Kevelaer. Die Kevelaerer Bürgervereinigung (KBV) hat den Erlös des Reibekuchenstandes aufgerundet und den Scheck in Höhe von 250 Euro an den Vorsitzenden der Kevelaerer Tafel, Wilfrid Binn, übergeben.

Die Kevelaerer Tafel ist eine von 920 solcher Einrichtungen in Deutschland. Sie wurde 2005 als Nebenstelle der Gelderner Tafel gegründet und wurde 2009 eigenständig. Sie hat heute 110 Mitglieder, davon 52 aktive.

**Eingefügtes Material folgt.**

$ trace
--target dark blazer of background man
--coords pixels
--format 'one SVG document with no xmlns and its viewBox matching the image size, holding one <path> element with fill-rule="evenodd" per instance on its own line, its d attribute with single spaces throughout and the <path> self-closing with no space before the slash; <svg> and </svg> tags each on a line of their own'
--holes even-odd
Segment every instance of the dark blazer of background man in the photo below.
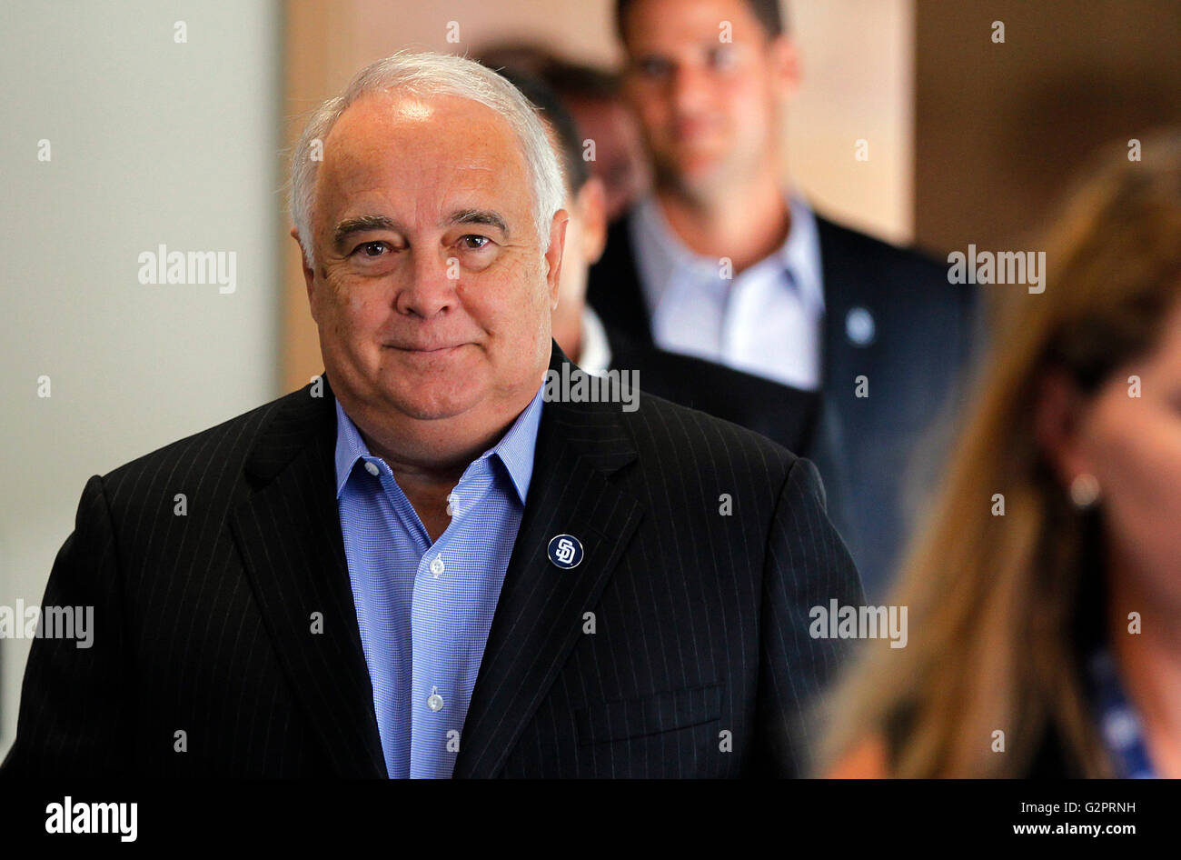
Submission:
<svg viewBox="0 0 1181 860">
<path fill-rule="evenodd" d="M 458 95 L 472 82 L 481 98 L 500 93 L 492 105 Z M 811 464 L 653 396 L 578 399 L 581 371 L 549 335 L 560 170 L 507 83 L 458 57 L 386 58 L 309 120 L 296 176 L 313 139 L 322 162 L 293 198 L 315 206 L 296 203 L 293 235 L 322 387 L 87 481 L 45 604 L 93 606 L 92 641 L 33 643 L 4 775 L 387 776 L 384 747 L 403 727 L 379 728 L 373 666 L 390 654 L 366 650 L 358 621 L 337 408 L 373 455 L 352 476 L 379 460 L 445 541 L 483 522 L 444 513 L 459 475 L 537 404 L 531 478 L 446 773 L 801 773 L 816 741 L 804 716 L 842 652 L 813 636 L 827 632 L 814 608 L 863 599 Z M 553 373 L 575 385 L 543 399 Z M 560 536 L 581 558 L 555 553 Z"/>
<path fill-rule="evenodd" d="M 732 26 L 732 44 L 719 44 L 719 21 Z M 680 228 L 717 250 L 699 258 L 732 258 L 736 273 L 755 246 L 738 247 L 745 240 L 735 236 L 766 233 L 751 265 L 781 253 L 776 243 L 791 220 L 779 111 L 798 71 L 777 0 L 620 0 L 616 24 L 628 54 L 625 91 L 653 154 L 652 200 L 674 207 Z M 692 135 L 705 141 L 697 151 L 686 143 Z M 731 223 L 729 237 L 720 235 L 726 230 L 710 235 L 710 224 L 727 219 L 749 223 Z M 635 221 L 633 211 L 612 227 L 587 301 L 608 330 L 641 346 L 676 350 L 653 340 Z M 955 405 L 950 400 L 964 382 L 973 297 L 918 254 L 821 215 L 815 224 L 823 293 L 814 331 L 821 417 L 814 444 L 801 452 L 816 462 L 834 522 L 869 597 L 879 599 L 906 535 L 914 457 L 925 454 L 925 434 Z"/>
</svg>

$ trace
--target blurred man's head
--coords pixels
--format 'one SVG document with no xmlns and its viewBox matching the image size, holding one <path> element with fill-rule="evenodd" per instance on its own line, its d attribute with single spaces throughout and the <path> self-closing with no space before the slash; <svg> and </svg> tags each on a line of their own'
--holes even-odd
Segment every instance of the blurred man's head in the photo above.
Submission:
<svg viewBox="0 0 1181 860">
<path fill-rule="evenodd" d="M 587 275 L 607 242 L 607 193 L 583 157 L 581 129 L 557 95 L 539 78 L 511 70 L 507 70 L 504 76 L 539 108 L 562 165 L 565 209 L 569 220 L 553 332 L 562 351 L 576 360 L 581 347 Z"/>
<path fill-rule="evenodd" d="M 624 102 L 618 74 L 565 60 L 543 70 L 544 83 L 557 95 L 578 128 L 579 141 L 594 142 L 590 172 L 602 181 L 607 220 L 614 221 L 647 193 L 652 182 L 644 133 Z"/>
<path fill-rule="evenodd" d="M 652 184 L 652 169 L 635 115 L 624 100 L 619 74 L 572 63 L 534 43 L 509 41 L 479 52 L 489 69 L 528 74 L 546 86 L 574 118 L 580 141 L 594 142 L 589 169 L 607 193 L 607 220 L 614 221 Z"/>
<path fill-rule="evenodd" d="M 561 169 L 526 99 L 458 57 L 360 72 L 293 156 L 292 215 L 333 391 L 359 424 L 471 438 L 541 385 Z"/>
<path fill-rule="evenodd" d="M 660 187 L 732 193 L 777 169 L 798 72 L 776 0 L 616 0 L 615 12 Z"/>
</svg>

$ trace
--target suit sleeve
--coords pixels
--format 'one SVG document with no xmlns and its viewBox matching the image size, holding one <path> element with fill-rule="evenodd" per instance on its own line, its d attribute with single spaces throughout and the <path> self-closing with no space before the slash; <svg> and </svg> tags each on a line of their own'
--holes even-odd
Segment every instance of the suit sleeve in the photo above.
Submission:
<svg viewBox="0 0 1181 860">
<path fill-rule="evenodd" d="M 90 647 L 35 638 L 21 688 L 6 778 L 118 776 L 129 764 L 130 666 L 117 545 L 103 480 L 83 489 L 74 530 L 58 552 L 45 607 L 93 607 Z"/>
<path fill-rule="evenodd" d="M 813 608 L 827 612 L 833 600 L 862 605 L 861 578 L 828 519 L 816 467 L 800 458 L 779 493 L 764 555 L 753 756 L 758 773 L 801 776 L 817 749 L 822 727 L 811 711 L 850 645 L 810 634 Z"/>
</svg>

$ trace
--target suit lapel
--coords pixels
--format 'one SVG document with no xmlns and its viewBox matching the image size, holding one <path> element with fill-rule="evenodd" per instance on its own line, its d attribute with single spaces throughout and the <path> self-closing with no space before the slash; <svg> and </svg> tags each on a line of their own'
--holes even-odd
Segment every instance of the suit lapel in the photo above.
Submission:
<svg viewBox="0 0 1181 860">
<path fill-rule="evenodd" d="M 550 369 L 560 373 L 567 360 L 554 345 Z M 529 495 L 468 708 L 456 777 L 500 773 L 640 522 L 640 503 L 609 482 L 635 458 L 619 409 L 557 400 L 543 406 Z M 549 561 L 549 541 L 559 534 L 581 541 L 578 567 Z"/>
<path fill-rule="evenodd" d="M 338 776 L 385 777 L 335 502 L 334 398 L 291 395 L 247 461 L 230 527 L 287 678 Z M 314 632 L 320 613 L 322 632 Z"/>
</svg>

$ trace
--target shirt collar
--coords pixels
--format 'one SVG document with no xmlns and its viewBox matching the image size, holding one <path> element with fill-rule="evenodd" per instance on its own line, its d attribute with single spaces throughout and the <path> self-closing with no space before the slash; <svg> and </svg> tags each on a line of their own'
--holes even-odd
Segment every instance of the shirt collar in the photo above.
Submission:
<svg viewBox="0 0 1181 860">
<path fill-rule="evenodd" d="M 824 287 L 821 273 L 820 232 L 816 214 L 802 195 L 787 195 L 791 213 L 791 229 L 783 245 L 768 260 L 777 259 L 790 273 L 791 285 L 815 312 L 824 310 Z M 705 275 L 718 274 L 717 260 L 694 253 L 668 224 L 655 195 L 648 195 L 635 207 L 629 220 L 632 245 L 637 250 L 640 284 L 648 299 L 648 308 L 658 307 L 674 278 L 690 275 L 705 282 Z M 753 267 L 752 267 L 753 268 Z M 700 273 L 702 278 L 697 278 Z"/>
<path fill-rule="evenodd" d="M 582 306 L 582 348 L 579 367 L 593 376 L 602 376 L 611 367 L 611 341 L 599 314 L 589 305 Z"/>
<path fill-rule="evenodd" d="M 516 417 L 508 432 L 501 437 L 501 441 L 478 457 L 478 460 L 488 460 L 494 455 L 500 457 L 522 504 L 524 504 L 529 494 L 529 484 L 533 481 L 533 457 L 537 447 L 537 428 L 541 424 L 542 392 L 544 390 L 546 386 L 542 384 L 529 405 Z M 337 400 L 337 499 L 340 499 L 340 494 L 344 493 L 345 484 L 348 483 L 359 460 L 376 463 L 383 470 L 389 469 L 384 461 L 370 454 L 368 445 L 365 444 L 357 425 L 345 412 L 340 400 Z"/>
</svg>

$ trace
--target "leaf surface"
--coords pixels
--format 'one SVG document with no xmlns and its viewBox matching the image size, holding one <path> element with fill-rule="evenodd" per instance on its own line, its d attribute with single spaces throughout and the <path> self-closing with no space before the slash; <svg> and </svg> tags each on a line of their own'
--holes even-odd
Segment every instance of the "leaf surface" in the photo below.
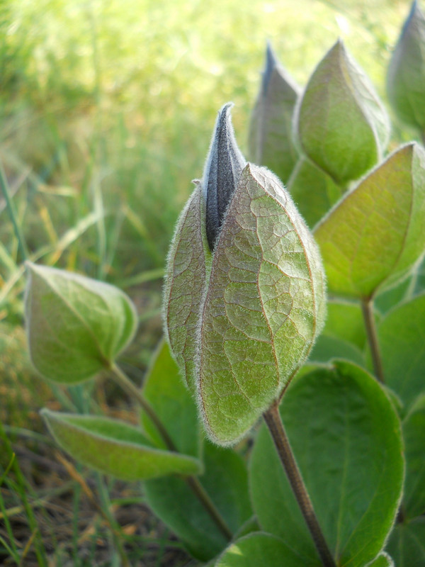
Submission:
<svg viewBox="0 0 425 567">
<path fill-rule="evenodd" d="M 296 378 L 280 413 L 338 565 L 364 567 L 380 552 L 401 498 L 403 449 L 391 403 L 370 374 L 336 361 Z M 262 528 L 307 564 L 314 561 L 312 540 L 264 425 L 254 445 L 250 481 Z"/>
<path fill-rule="evenodd" d="M 27 269 L 26 330 L 38 372 L 74 384 L 110 368 L 136 330 L 130 298 L 77 274 L 29 262 Z"/>
<path fill-rule="evenodd" d="M 126 481 L 169 474 L 197 474 L 201 463 L 193 457 L 155 447 L 132 425 L 107 417 L 43 410 L 50 432 L 77 461 Z"/>
<path fill-rule="evenodd" d="M 329 291 L 370 298 L 405 277 L 425 249 L 425 152 L 402 146 L 314 230 Z"/>
</svg>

Die Räumlichkeiten befinden sich auf der Bury-St.-Edmunds-Straße hinter der Begegnungsstätte. Der Auftrag der Tafel ist klar definiert: Überschüssige Lebensmittel bei Discountern und Supermärkten sowie in Bäckerein und Metzgereinen als auch bei Lebensmittelherstellern einzuholen, die im normalen Wirtschaftsprozess nicht mehr verkauft werden können, jedoch noch hochwertig und genießbar sind. Sie werden an bedürftige Bürger kostenneutral weitergegeben.

Die Tafel versorgt mittlerweile 230 bedürftige Familien aus Kevelaer und umliegenden Ortschaften. Momentan kommen etwa 70 bis 90 Asyl-Suchende hinzu, die ebenfalls mit Lebensmittel versorgt werden.